Ohlin (1933), Iversen (1936) and Kemp & Jones (1962) assumed that in the presence of perfect markets, financial capital goes to host countries which present the highest returns. However, others such as French & Poterba (1991) and Gokkent (1997) found that investors hold a large proportion of domestic assets in their portfolio (home bias). The theory of FPI is premised on macroeconomic variables, such as interest rate differentials and exchange rate fluctuations (Dunning & Dilyard, 1999). According to them, money seeks higher interest rates and higher profits, as underlying motives of any investment decision. This being the case, the emergent theory that can be used to explain foreign portfolio investment is Sharpe’s (1964) and Lintner’s (1965) International Capital Asset Pricing Model (ICAPM). According to Bartram & Dufey (2001), the ICAPM builds in a risk premium on the global market portfolio and the relevant currencies. Unfortunately, the ICAPM assumes that a real risk-free rate of return but this is not so because of exchange rate risk resulting from deviations from the purchasing power parity.

We make reference to the Harrod-Domar model, a neo-classical growth theory wherein the savings-investment relationship strives to double the long-term growth of a developing country; which was however criticised for being too optimistic. The work of Agbloyor et al., 2014 suggested that international capital flows enhanced domestic investment of host countries by adding to its domestic savings. The accumulated savings would then be transformed by the local financial markets, coupled with sound government investment policies and institutions into investment, translating into higher levels of productivity. The end result would be that this acts as a stimulus to economic growth for the country. This conceptualisation explains how international capital inflows interact with the domestic financial markets, and make a positive contribution to the overall performance of the domestic economy.

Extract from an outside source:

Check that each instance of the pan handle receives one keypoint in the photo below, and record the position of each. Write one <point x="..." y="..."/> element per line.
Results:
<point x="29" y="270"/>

Locational aspects which are taken into consideration when examining drivers of FPI include the host nation’s political stability, currency risk, and government macro and micro economic policies (Bartram & Dufey, 2001). They further add that by being players in other countries’ markets, foreign investors contribute to such countries’ economic growth, while at the same time hedging their own portfolios against exchange risk and achieving portfolio diversification.

Several empirical studies confirm that FPI is influenced by interest rates, foreign exchange rates, economic growth, political risk, transaction costs and rates of return. Portes & Rey (2005) found that market size, efficiency of technology and distance are important determinants of cross-border equity flows (FPI). Agarwal (1997) using the economies of six Asian countries, found that inflation, real exchange rate, economic activity index and share of domestic capital market in the world stock market capitalisation were all statistically significant FPI determinants; while FDI, foreign trade and current account deficit were insignificant. Roque & Cortez (2014) also found that familiarity, corporate governance, host country market size and level of development matter for FPI. More recently, using ARDL, Haider et al., 2017 found that stock market performance had a significant positive impact on FPI on their study of quarterly time series Chinese data between 2007 and 2015. Adopting GMM using panel data for 19 developed and developing countries between 2004 and 2013, Singhania & Saini (2018) concluded that the interest rate differential, trade openness and host country stock market performance were major drivers of inward FPI flows. With regard to financial market development specifically, Al-Smadi (2018) found that foreign investors are attracted to those capital markets which offer them portfolio and risk diversification opportunities, based on his examination of FPI determinants in Jordan between 2000 and 2016.

From the foregoing discussions, it has been ascertained that FPI contributes to the economy of many developing countries. However, the various channels through which investors enter host countries is largely dependent on location-specific characteristics, which are often at the control of the host governments and policy-makers. With this in mind, we seek to identify and confirm the determinants of FPI and the specific role of the domestic financial markets in the host country of Mauritius. The next section considers the data and variables of our study.

Methodology

Data and variables

This study employed annual financial, economic and institutional quality data drawn from the World Bank’s Development Indicators (2014) databases. Table 2 below summarises the variables used in this study, and where they were also applied in similar studies.

Table 2
Indicators of FDI, FPI and FMD variables
Variable Indicator Similar Studies (Sources)
FDI and FPI inflow variables
FDIGDP Ratio of net FDI inflows to GDP Alfaro et al. (2004); Asiedu (2006); Otchere, Soumaré and Yourougou (2015)
FPIGDP Ratio of net FPI inflows to GDP Agbloyor et al. (2014); Otchere et al. (2015)
Financial market development variables
SMCAP Stock market capitalisation of listed companies as % of GDP Demirguc-Kunt and Levine (1996); Chinn and Ito (2006); Agbloyor et al. (2013)
SMTVT Stock market value traded (total value as % of GDP) Demirguc-Kunt and Levine (1996); Chinn and Ito (2006); Soumaré and Tchana (2015)
PCRED Domestic credit to the private sector by deposit banks as a share of GDP Demirguc-Kunt and Levine (1996); Agbloyor et al. (2014); Soumaré and Tchana (2015)
LIQLI Liquid liabilities of the financial system (M3) divided by GDP Demirguc-Kunt and Levine (1996); Alfaro et al. (2004); Soumaré and Tchana (2015)
CCBA The ratio of commercial bank assets to commercial bank and central bank assets Demirguc-Kunt and Levine (1996); Alfaro et al. (2004); Soumaré and Tchana (2015)
Economic and other control variables
RGDPG Real GDP growth rate Ekeocha, Ekeocha, Victor and Oduh (2012); Otchere et al. (2015)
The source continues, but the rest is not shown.